What do you think about this plan? I began to study the Ice sources but I don't discover yet if this is a task I can accomplish for my own. What's your expert advice?

Thanks in advance,
Mario

Comments

  • marcmarc FloridaAdministrators, ZeroC Staff Marc LaukienOrganization: ZeroC, Inc.Project: The Internet Communications Engine ZeroC Staff
    What you are trying to achieve is usually done in the domain of lower-level IP routing protocols, and not at the level of a distributed objects platform.

    Writing a plain transport plug-in for such special routing will be difficult, because at the transport level, information about individual requests is not available. A transport plug-in only sees opaque messages. This means that you would have to interpret (unmarshal) this overwise opaque data.

    I'm afraid any meaningful advice regarding this subject is way out of the scope of the free support that we can provide here in this newsgroup. If you would like us to provide consulting services, please contact us at [email protected].
  • bernardbernard Jupiter, FLAdministrators, ZeroC Staff Bernard NormierOrganization: ZeroC, Inc.Project: Ice ZeroC Staff
    Hi Mario,

    Just out of curiosity, why do you use the same ip subnet for all your interfaces?
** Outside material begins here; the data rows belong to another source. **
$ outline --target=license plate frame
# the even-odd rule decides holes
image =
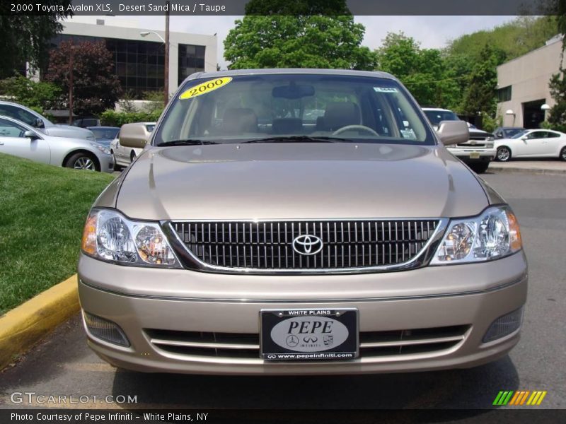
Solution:
[[[259,319],[260,358],[265,361],[334,362],[359,356],[357,308],[262,309]]]

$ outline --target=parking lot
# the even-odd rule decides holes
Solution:
[[[0,373],[0,406],[48,406],[11,401],[14,391],[33,391],[137,401],[67,405],[80,408],[491,408],[499,390],[524,389],[548,391],[538,408],[565,408],[566,176],[509,172],[483,178],[517,214],[530,268],[522,338],[508,357],[470,370],[361,377],[139,374],[116,370],[94,355],[77,316]]]

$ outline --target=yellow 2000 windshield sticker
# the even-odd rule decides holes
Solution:
[[[224,87],[231,81],[231,76],[225,76],[224,78],[217,78],[214,80],[206,81],[202,84],[199,84],[198,86],[191,87],[186,91],[183,92],[183,94],[179,96],[179,98],[181,100],[192,99],[194,97],[207,94],[207,93],[214,91],[217,88]]]

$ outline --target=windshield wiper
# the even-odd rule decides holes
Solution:
[[[167,146],[196,146],[204,144],[219,144],[216,141],[207,141],[196,139],[185,139],[183,140],[173,140],[171,141],[164,141],[157,144],[157,147],[165,147]]]
[[[342,141],[345,143],[351,142],[351,140],[347,139],[342,139],[340,137],[328,137],[328,136],[278,136],[276,137],[267,137],[266,139],[255,139],[248,141],[242,141],[242,143],[301,143],[302,141],[315,141],[323,143],[336,143],[337,141]]]

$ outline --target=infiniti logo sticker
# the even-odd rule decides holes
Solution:
[[[316,235],[304,234],[293,240],[293,250],[300,254],[316,254],[323,249],[323,241]]]

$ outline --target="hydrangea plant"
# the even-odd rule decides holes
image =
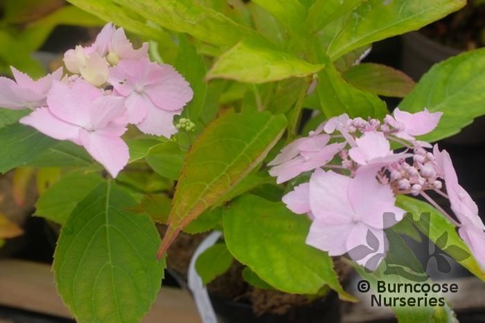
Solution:
[[[373,42],[464,0],[69,2],[112,23],[65,53],[67,71],[0,78],[0,172],[57,170],[37,176],[51,185],[35,212],[62,225],[53,270],[79,322],[141,320],[182,231],[223,232],[197,261],[205,283],[233,257],[249,284],[355,301],[334,260],[390,279],[383,259],[415,262],[400,234],[417,232],[485,279],[477,205],[430,143],[485,114],[485,52],[416,86],[360,64]],[[134,46],[123,28],[148,42]],[[405,98],[391,113],[378,95]],[[155,222],[168,225],[161,239]],[[454,320],[448,306],[394,310],[403,322]]]

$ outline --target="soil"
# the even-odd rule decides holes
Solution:
[[[440,43],[461,50],[485,46],[485,4],[468,1],[461,10],[435,21],[420,31]]]

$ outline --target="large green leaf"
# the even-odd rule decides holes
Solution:
[[[420,139],[435,141],[452,136],[485,115],[485,49],[451,57],[434,65],[399,104],[409,112],[441,111],[434,131]]]
[[[148,216],[111,182],[91,192],[67,219],[54,255],[57,288],[78,322],[138,322],[160,288],[165,261]]]
[[[253,2],[274,16],[292,36],[301,38],[308,33],[302,24],[306,19],[307,9],[298,0],[253,0]]]
[[[349,17],[328,54],[335,59],[357,48],[416,30],[466,4],[466,0],[369,0]]]
[[[378,95],[404,98],[414,86],[414,81],[403,72],[379,64],[355,65],[343,76],[356,88]]]
[[[437,210],[427,203],[404,196],[398,196],[397,205],[412,214],[413,217],[415,218],[414,225],[423,234],[430,238],[430,240],[433,243],[436,243],[440,237],[444,237],[446,234],[447,244],[441,246],[441,248],[445,252],[448,253],[451,257],[455,258],[470,273],[485,282],[485,272],[480,268],[475,258],[471,256],[471,252],[466,244],[458,236],[456,228]],[[428,214],[429,216],[427,215]],[[464,259],[457,259],[458,257],[453,253],[457,248],[453,247],[448,249],[445,248],[446,246],[458,247],[459,249],[465,250],[470,256],[464,257]]]
[[[94,164],[86,150],[70,141],[60,141],[39,155],[28,163],[39,167],[88,167]]]
[[[233,259],[225,243],[215,243],[200,254],[195,261],[195,269],[206,285],[227,271]]]
[[[35,214],[64,225],[78,203],[103,181],[96,173],[68,174],[40,196],[35,203]]]
[[[0,173],[28,165],[35,156],[53,147],[55,142],[35,129],[20,124],[0,129]]]
[[[182,116],[197,122],[207,94],[207,84],[204,80],[206,66],[204,57],[197,54],[195,47],[184,35],[179,35],[179,44],[175,68],[184,75],[194,92],[192,100],[184,108]]]
[[[310,64],[268,44],[242,41],[219,57],[206,78],[265,83],[292,77],[302,77],[323,68],[323,64]]]
[[[206,128],[186,158],[160,255],[182,228],[219,201],[264,159],[285,126],[283,115],[229,111]]]
[[[362,278],[365,279],[370,286],[374,290],[374,295],[378,299],[381,298],[381,304],[383,305],[383,298],[386,297],[389,302],[392,297],[400,297],[396,306],[391,306],[399,323],[415,323],[418,322],[434,323],[457,323],[455,313],[446,304],[440,306],[417,306],[416,299],[421,297],[430,299],[431,297],[439,299],[443,297],[440,293],[430,291],[425,293],[391,293],[386,290],[378,293],[377,288],[378,282],[383,282],[386,286],[387,284],[411,284],[415,286],[418,284],[432,284],[425,271],[423,270],[419,261],[416,258],[413,252],[404,242],[402,238],[393,230],[386,230],[386,235],[389,240],[389,250],[386,254],[386,258],[373,273],[369,273],[362,267],[355,265],[355,269]],[[382,284],[382,283],[381,283]],[[401,300],[413,299],[414,305],[402,306]],[[378,303],[374,303],[375,306]]]
[[[283,203],[244,195],[224,210],[224,237],[234,257],[275,288],[297,294],[316,294],[328,285],[345,293],[326,252],[305,243],[310,221],[293,214]]]
[[[342,113],[351,118],[383,118],[387,113],[382,100],[348,84],[332,63],[329,62],[318,76],[317,91],[327,118]]]
[[[195,0],[164,0],[163,2],[114,0],[114,2],[161,27],[186,33],[214,45],[231,46],[245,38],[261,37],[252,29],[210,8],[200,6]]]

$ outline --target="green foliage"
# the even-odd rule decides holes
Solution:
[[[355,65],[343,76],[356,88],[378,95],[404,98],[414,87],[414,81],[404,73],[378,64]]]
[[[431,133],[421,137],[435,141],[449,137],[485,115],[485,49],[471,50],[434,65],[399,104],[409,112],[427,108],[443,117]]]
[[[57,288],[79,322],[137,322],[160,288],[158,232],[113,183],[94,189],[67,219],[54,255]]]
[[[96,173],[69,173],[40,196],[35,203],[35,214],[64,225],[78,203],[103,181]]]
[[[412,214],[415,218],[416,227],[433,243],[436,243],[438,239],[446,234],[448,246],[459,247],[466,251],[468,255],[471,255],[468,248],[458,236],[455,225],[430,204],[408,196],[400,196],[397,199],[397,205]],[[423,213],[429,213],[430,217],[425,216]],[[447,250],[444,248],[445,246],[442,247],[441,249],[448,252],[450,257],[455,258],[461,266],[485,282],[485,272],[473,256],[463,259],[453,253],[455,248]]]
[[[161,251],[264,159],[285,126],[281,115],[229,111],[206,128],[186,159]]]
[[[225,243],[215,243],[200,254],[195,261],[195,269],[204,285],[206,285],[227,271],[233,261]]]
[[[39,154],[54,146],[55,140],[30,127],[13,124],[0,129],[0,173],[26,166]]]
[[[456,11],[465,0],[369,0],[351,13],[327,53],[335,60],[378,40],[416,30]]]
[[[297,294],[316,294],[328,285],[342,299],[353,299],[328,255],[305,243],[310,221],[283,203],[245,195],[231,204],[222,221],[231,253],[270,285]]]
[[[225,78],[264,83],[318,72],[323,64],[312,64],[261,41],[242,41],[222,55],[207,73],[207,79]]]

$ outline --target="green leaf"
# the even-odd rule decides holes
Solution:
[[[206,285],[227,272],[233,260],[225,243],[215,243],[200,254],[195,261],[195,269],[204,285]]]
[[[176,180],[182,172],[185,155],[177,142],[168,141],[152,149],[146,160],[159,175]]]
[[[158,231],[111,182],[93,190],[67,219],[54,255],[58,291],[78,322],[137,322],[160,289]]]
[[[392,297],[403,297],[398,299],[399,300],[414,298],[415,304],[416,304],[416,299],[418,297],[429,299],[430,297],[439,299],[443,297],[442,294],[432,291],[429,293],[391,293],[389,291],[377,293],[378,281],[384,282],[386,286],[388,286],[388,284],[391,285],[400,284],[401,286],[404,286],[405,284],[432,284],[432,282],[428,279],[427,275],[423,270],[419,261],[401,237],[392,229],[387,230],[386,235],[389,240],[389,250],[386,254],[385,260],[376,271],[369,273],[362,267],[355,266],[359,275],[370,283],[370,286],[376,291],[374,295],[378,299],[381,297],[381,300],[383,302],[384,297],[387,298],[387,299]],[[397,306],[391,306],[391,308],[400,323],[458,322],[455,313],[447,304],[444,306],[400,306],[399,302],[397,304]]]
[[[96,173],[69,173],[40,196],[35,203],[35,214],[64,225],[78,203],[103,181]]]
[[[466,244],[457,233],[455,225],[431,205],[404,196],[398,196],[396,205],[412,214],[415,219],[414,225],[423,234],[430,238],[430,240],[433,241],[433,243],[436,243],[440,237],[446,234],[448,246],[459,247],[468,252],[468,255],[471,255]],[[427,214],[429,214],[430,216],[427,216]],[[457,261],[470,270],[471,273],[485,282],[485,272],[480,268],[480,266],[473,256],[464,259],[461,255],[455,255],[453,248],[450,250],[444,249],[443,251],[455,258]]]
[[[194,0],[164,0],[163,3],[158,0],[114,2],[161,27],[186,33],[214,45],[231,46],[245,38],[261,38],[254,30]]]
[[[188,82],[194,92],[192,100],[184,108],[182,116],[197,122],[207,94],[207,84],[204,81],[206,66],[204,57],[197,54],[195,47],[182,34],[179,35],[179,44],[175,69]]]
[[[315,0],[308,10],[307,26],[314,32],[319,31],[362,2],[362,0]]]
[[[274,16],[293,37],[301,38],[308,33],[303,24],[306,19],[307,9],[298,0],[253,0],[252,2]]]
[[[403,72],[385,65],[363,63],[343,75],[350,84],[378,95],[404,98],[414,87],[414,81]]]
[[[421,77],[399,108],[418,112],[425,107],[443,113],[438,127],[419,138],[449,137],[485,115],[485,49],[471,50],[434,65]]]
[[[0,108],[0,128],[17,122],[29,112],[29,110],[10,110]]]
[[[30,127],[10,124],[0,129],[0,173],[28,165],[35,156],[53,146],[55,140]]]
[[[68,0],[79,7],[105,21],[124,27],[127,30],[141,35],[151,39],[166,41],[170,39],[162,28],[149,24],[142,16],[126,6],[121,6],[112,0]]]
[[[327,118],[347,113],[351,118],[382,118],[388,112],[382,100],[349,84],[331,63],[318,74],[317,91]]]
[[[224,237],[234,257],[263,280],[286,293],[316,294],[328,285],[345,299],[326,252],[305,243],[310,221],[281,202],[245,195],[222,215]]]
[[[130,163],[144,158],[152,149],[164,145],[160,140],[147,138],[132,139],[126,143],[130,149]]]
[[[242,270],[242,279],[249,284],[262,289],[274,289],[269,284],[258,276],[249,267],[245,267]]]
[[[357,48],[416,30],[466,4],[466,0],[364,1],[350,15],[327,53],[335,60]]]
[[[94,164],[86,150],[70,141],[57,142],[29,163],[39,167],[88,167]]]
[[[161,253],[182,228],[219,201],[264,159],[285,127],[282,115],[229,111],[206,128],[187,155]]]
[[[318,72],[323,64],[312,64],[269,44],[242,41],[224,53],[206,75],[248,83],[265,83]]]

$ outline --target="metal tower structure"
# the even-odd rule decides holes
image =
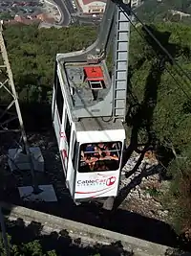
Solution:
[[[0,63],[0,89],[1,98],[8,100],[10,98],[10,103],[8,105],[2,105],[0,108],[0,132],[20,132],[21,134],[21,145],[23,152],[28,158],[28,162],[31,168],[31,174],[32,176],[32,186],[33,191],[37,193],[39,191],[36,179],[34,176],[33,163],[32,159],[32,154],[27,141],[27,135],[25,132],[23,119],[21,115],[20,105],[18,102],[18,96],[13,82],[12,72],[8,58],[8,54],[5,46],[5,41],[3,37],[3,26],[0,26],[0,49],[1,49],[1,63]],[[3,99],[1,102],[3,103]],[[11,123],[17,120],[17,128],[12,128],[13,125]],[[23,145],[22,145],[23,144]]]
[[[9,165],[11,171],[15,169],[31,170],[32,193],[37,195],[42,191],[38,187],[34,173],[34,169],[39,171],[38,167],[35,166],[34,159],[36,149],[32,151],[32,148],[28,145],[18,96],[4,41],[2,22],[0,24],[0,144],[3,143],[3,139],[7,140],[8,145],[9,143],[11,144],[11,135],[16,133],[16,138],[19,138],[20,135],[20,141],[17,142],[16,149],[9,150]],[[39,152],[39,149],[37,150]]]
    I suspect the only way to get this to work properly is through some special configuration of your OS (to let it know that PC-A needs to use nicA1 to reach nicB1's IP and nicA2 to reach nicB2's IP); with two separate ip subnets, the default routing would just work -- sounds simpler and more robust.

    In any case, for your prototype, I recommend you stay at the "application level" rather write a new transport plugin.
    To send requests in parallel, you could use two separate proxies, each with a single endpoint (nicB1 or nicB2's address or name); for true parallelism, you also need to use 2 separate threads to send these requests (AMI or oneway are not good alternatives since they can block). Of course your servant will be responsible to discard duplicate requests.

    Cheers,
    Bernard
  • mariomario Member
    Hi Bernard,
    Just out of curiosity, why do you use the same ip subnet for all your interfaces?
    I suspect the only way to get this to work properly is through some special configuration of your OS (to let it know that PC-A needs to use nicA1 to reach nicB1's IP and nicA2 to reach nicB2's IP); with two separate ip subnets, the default routing would just work -- sounds simpler and more robust.
    All my interfaces use the same ip subnet because I need all possible ways I can achieve with this hardware configuration. What I want is to send the same request twice, making use of different ways:
    nicA1 ----+-----> nicB1
                  |
                  +-----> nicB2
    
                  +-----> nicB1
                  |
        nicA2 ----+-----> nicB2
    
    For example:
    
        If all interfaces are up: nicA1 -> nicB1
                                  nicA2 -> nicB2
        
        If nicA2 is down:         nicA1 -> nicB1
                                  nicA1 -> nicB2
        
        If nicB1 is down:         nicA1 -> nicB2
                                  nicA2 -> nicB2
        etc...
    
    To accomplish that think I need all interfaces in the same ip subnet, be able to bind the local socket (in the client side) to the ip I want and don't let the OS make the routing.
    In any case, for your prototype, I recommend you stay at the "application level" rather write a new transport plugin.
    Yes, after study hard the Ice sources (proxy, delegate, outgoing, connection, transceiver) and the comments from Marc, I realise that the transport plugin isn't a good idea. I think as well stay at the "application level" is the best approach.